A propósito desta última norma, a jurisprudência, designadamente a desta Relação vinha entendendo que esse prazo de um ano se tratava de um prazo de caducidade. Entre outros, no Ac. desta Relação de 6/11/2008 (in www.dgsi.pt, proc. 399/07.8TTLRA.C1), citado na decisão recorrida, considerou-se que este artigo 435º, ao estabelecer um prazo de caducidade para a acção de impugnação de despedimento, abrange todos os efeitos da ilicitude, apenas excluindo quanto a eles a aplicação do prazo prescricional do art. 381.º n.º 1 do CT/2003 que se reporta apenas aos créditos que decorrem da prestação do trabalho ou que passaram a ser imediatamente exigíveis por força da cessação ou violação do contrato. Esta posição é a que continuamos a defender.

E no caso do n.º 2 do art. 387.º do CT/2009 entendemos, também, que o prazo de 60 dias ali estipulado é, também, um prazo de caducidade para a acção de impugnação do despedimento quando se trate de decisão de despedimento individual, comunicado por escrito, nos casos de despedimento disciplinar, por inadaptação ou por extinção do posto de trabalho. Ou seja, não é apenas um prazo para o autor intentar a acção na forma especial prevista nos arts. 98.º-B e segs do CPTrabalho, mas antes para intentar qualquer impugnação judicial daqueles despedimentos.

Esta interpretação é a que mais se aproxima da razão de ser de um prazo de caducidade do direito de acção de impugnação do despedimento no domínio do CT/2003 e que era a de estabilizar rapidamente a definição dos litígios emergentes dos despedimentos, evitando a eternização, com a inerente insegurança, dessa mesma definição.

É certo que a norma emprega os termos “pode opor-se ao despedimento” e não já a fórmula mais clara “tem de ser intentada no prazo de um ano a contar da data do despedimento” que era utilizada no art. 435.º, nº 2 do CT/2003.

Mas não se compreenderia que a redução para um prazo tão curto como o de sessenta dias tivesse apenas como consequência a do trabalhador poder ou não optar pela acção especial, a qual em regra não tem como consequência a diminuição dos tempos de duração da acção de impugnação, mas antes a sua simplificação pelo lado da abordagem a ela pelo trabalhador.

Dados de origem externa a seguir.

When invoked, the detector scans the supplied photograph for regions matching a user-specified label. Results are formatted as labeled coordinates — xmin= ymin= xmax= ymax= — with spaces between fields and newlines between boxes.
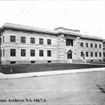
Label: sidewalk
xmin=0 ymin=67 xmax=105 ymax=79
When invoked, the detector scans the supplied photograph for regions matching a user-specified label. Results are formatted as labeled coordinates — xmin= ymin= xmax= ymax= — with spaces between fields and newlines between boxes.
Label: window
xmin=10 ymin=36 xmax=16 ymax=42
xmin=21 ymin=49 xmax=26 ymax=56
xmin=66 ymin=39 xmax=73 ymax=46
xmin=99 ymin=44 xmax=101 ymax=48
xmin=86 ymin=43 xmax=88 ymax=47
xmin=0 ymin=37 xmax=2 ymax=44
xmin=39 ymin=50 xmax=44 ymax=57
xmin=47 ymin=50 xmax=51 ymax=57
xmin=47 ymin=39 xmax=51 ymax=45
xmin=39 ymin=38 xmax=43 ymax=44
xmin=81 ymin=52 xmax=84 ymax=57
xmin=95 ymin=52 xmax=97 ymax=57
xmin=0 ymin=50 xmax=2 ymax=57
xmin=86 ymin=52 xmax=89 ymax=57
xmin=30 ymin=38 xmax=35 ymax=44
xmin=103 ymin=52 xmax=105 ymax=57
xmin=80 ymin=42 xmax=83 ymax=47
xmin=10 ymin=49 xmax=16 ymax=56
xmin=3 ymin=36 xmax=4 ymax=42
xmin=47 ymin=61 xmax=51 ymax=63
xmin=90 ymin=43 xmax=93 ymax=48
xmin=95 ymin=44 xmax=97 ymax=48
xmin=90 ymin=52 xmax=93 ymax=57
xmin=30 ymin=50 xmax=35 ymax=56
xmin=21 ymin=36 xmax=26 ymax=43
xmin=3 ymin=49 xmax=5 ymax=57
xmin=10 ymin=61 xmax=16 ymax=64
xmin=99 ymin=52 xmax=102 ymax=57
xmin=31 ymin=61 xmax=35 ymax=63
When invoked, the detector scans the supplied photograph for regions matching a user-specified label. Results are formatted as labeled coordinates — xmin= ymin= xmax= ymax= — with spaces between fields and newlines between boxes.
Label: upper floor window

Se assim fosse, qualquer prazo de caducidade desapareceria – situação que não encontra apoio nos trabalhos legislativos – e os direitos relativos ao despedimento ilícito ficariam apenas abrangidos pelo regime da prescrição previsto no art. 337.º n.º 1 do CT/2009.

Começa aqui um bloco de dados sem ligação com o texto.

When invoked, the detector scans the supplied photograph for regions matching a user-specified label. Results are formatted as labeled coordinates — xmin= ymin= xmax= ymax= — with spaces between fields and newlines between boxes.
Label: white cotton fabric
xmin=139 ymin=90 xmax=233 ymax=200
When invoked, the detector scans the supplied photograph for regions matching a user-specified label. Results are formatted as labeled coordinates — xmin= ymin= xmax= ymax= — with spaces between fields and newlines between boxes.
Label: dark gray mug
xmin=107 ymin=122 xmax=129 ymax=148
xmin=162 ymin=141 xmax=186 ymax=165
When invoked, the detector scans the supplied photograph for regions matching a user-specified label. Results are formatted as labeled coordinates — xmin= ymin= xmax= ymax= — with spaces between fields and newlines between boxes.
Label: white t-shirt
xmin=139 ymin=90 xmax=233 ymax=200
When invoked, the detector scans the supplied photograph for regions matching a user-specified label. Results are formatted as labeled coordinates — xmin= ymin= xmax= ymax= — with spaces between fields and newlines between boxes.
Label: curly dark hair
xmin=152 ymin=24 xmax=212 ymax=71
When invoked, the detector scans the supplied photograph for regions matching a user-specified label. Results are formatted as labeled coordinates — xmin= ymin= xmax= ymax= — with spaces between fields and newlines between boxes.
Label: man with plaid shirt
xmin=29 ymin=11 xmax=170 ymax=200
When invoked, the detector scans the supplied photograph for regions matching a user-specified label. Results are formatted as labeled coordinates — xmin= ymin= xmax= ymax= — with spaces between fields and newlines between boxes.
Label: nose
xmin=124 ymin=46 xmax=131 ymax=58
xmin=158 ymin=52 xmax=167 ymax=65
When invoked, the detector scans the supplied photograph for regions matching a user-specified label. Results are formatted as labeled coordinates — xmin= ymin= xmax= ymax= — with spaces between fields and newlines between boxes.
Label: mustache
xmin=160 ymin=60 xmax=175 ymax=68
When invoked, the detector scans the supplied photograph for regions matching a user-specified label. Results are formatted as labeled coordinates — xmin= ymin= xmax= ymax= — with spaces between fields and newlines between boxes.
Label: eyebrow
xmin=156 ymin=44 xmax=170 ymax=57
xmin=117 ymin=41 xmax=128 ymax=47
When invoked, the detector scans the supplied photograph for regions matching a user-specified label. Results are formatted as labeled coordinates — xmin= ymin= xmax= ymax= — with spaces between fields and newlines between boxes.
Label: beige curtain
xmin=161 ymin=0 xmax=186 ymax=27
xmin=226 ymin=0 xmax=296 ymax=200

Por outro lado, a epígrafe do artigo 387.º, “apreciação judicial do despedimento”, ilumina a disposição do seu n.º 1, quando este refere que a “ilicitude do despedimento só pode ser declarada por tribunal judicial em acção intentada pelo trabalhador”, e é a que corresponde ao n.º 1 do art. 435.º, nº 2 do CT/2003. Os termos “pode opor-se ao despedimento” devem, assim, ser entendidos como a tradução da faculdade do trabalhador se opor ou não ao despedimento, oposição que só pode ter lugar por via de acção judicial regulada na lei adjectiva, no caso o Código de Processo do Trabalho.

O CPT veio regular a acção desenhada no art. 387.º n.º 2 do CT/2009, quando este já tinha desenhado uma forma adjectiva para a mesma (“apresentação de requerimento em formulário próprio”). E estabeleceu uma forma especial para a impugnação dos despedimentos fundados em motivos disciplinares, por inadaptação ou extinção do posto de trabalho. Assim, prevendo-se processo especial, não pode recorrer-se ao processo comum nos termos do disposto no art. 48.º n.º 3 do CPT.

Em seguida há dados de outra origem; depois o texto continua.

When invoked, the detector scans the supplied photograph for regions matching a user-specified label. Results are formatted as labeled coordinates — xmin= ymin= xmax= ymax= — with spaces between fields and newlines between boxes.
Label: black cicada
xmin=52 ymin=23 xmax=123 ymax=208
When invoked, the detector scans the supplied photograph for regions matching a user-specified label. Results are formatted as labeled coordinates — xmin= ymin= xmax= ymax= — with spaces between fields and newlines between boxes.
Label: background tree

No preâmbulo do DL n.º 295/2009, de 13/10, consignou-se o seguinte:

“Para tornar exequíveis as modificações introduzidas nas relações laborais com o regime substantivo introduzido pelo CT, prosseguindo a reforma do direito laboral substantivo, no seguimento do proposto pelo Livro Branco sobre as Relações Laborais e consubstanciado no acordo de concertação social entre o Governo e os parceiros sociais para reforma das relações laborais, de 25 de Junho de 2008, cria-se agora no direito adjectivo uma acção declarativa de condenação com processo especial, de natureza urgente, que admite sempre recurso para a Relação, para impugnação judicial da regularidade e licitude do despedimento, sempre que seja comunicada por escrito ao trabalhador a decisão de despedimento individual. Nestes casos, a acção inicia-se mediante a apresentação pelo trabalhador de requerimento em formulário próprio, junto da secretaria do tribunal competente, no prazo de 60 dias previsto no n.º 2 do artigo 387.º do CT. (…)

Todas as demais situações continuam a seguir a forma de processo comum e ficam abrangidas pelo regime de prescrição previsto no n.º 1 do artigo 337.º do CT.” (sublinhado nosso).

Resulta do transcrito que a intenção do legislador foi a de estabelecer um prazo de caducidade para as acções de impugnação de despedimento individual fundadas em despedimento disciplinar, inadaptação e extinção por posto de trabalho, comunicados por escrito ao trabalhador. Em todos os outros casos de despedimento individual (p. ex., os despedimentos verbais), para cuja impugnação o trabalhador deve recorrer à forma de processo comum não existe prazo de caducidade do direito de acção e os créditos emergentes de despedimento ilícito ficam apenas abrangidas pelo regime de prescrição previsto no n.º 1 do artigo 337.º do CT/2009. O contributo da parte do preâmbulo transcrito encontra apoio na letra da lei, conjugando as normas substantivas e adjectivas.

Ou seja, a decisão recorrida está correcta quando declarou a caducidade do direito de acção do autor de impugnar o despedimento por extinção do posto de trabalho, por ele alegado e que lhe foi comunicado por escrito, uma vez que o despedimento (data declarada da cessação do contrato) ocorreu em 31-5-2011 e acção foi intentada em 29-9-2011, portanto, mais de 60 dias depois da primeira data.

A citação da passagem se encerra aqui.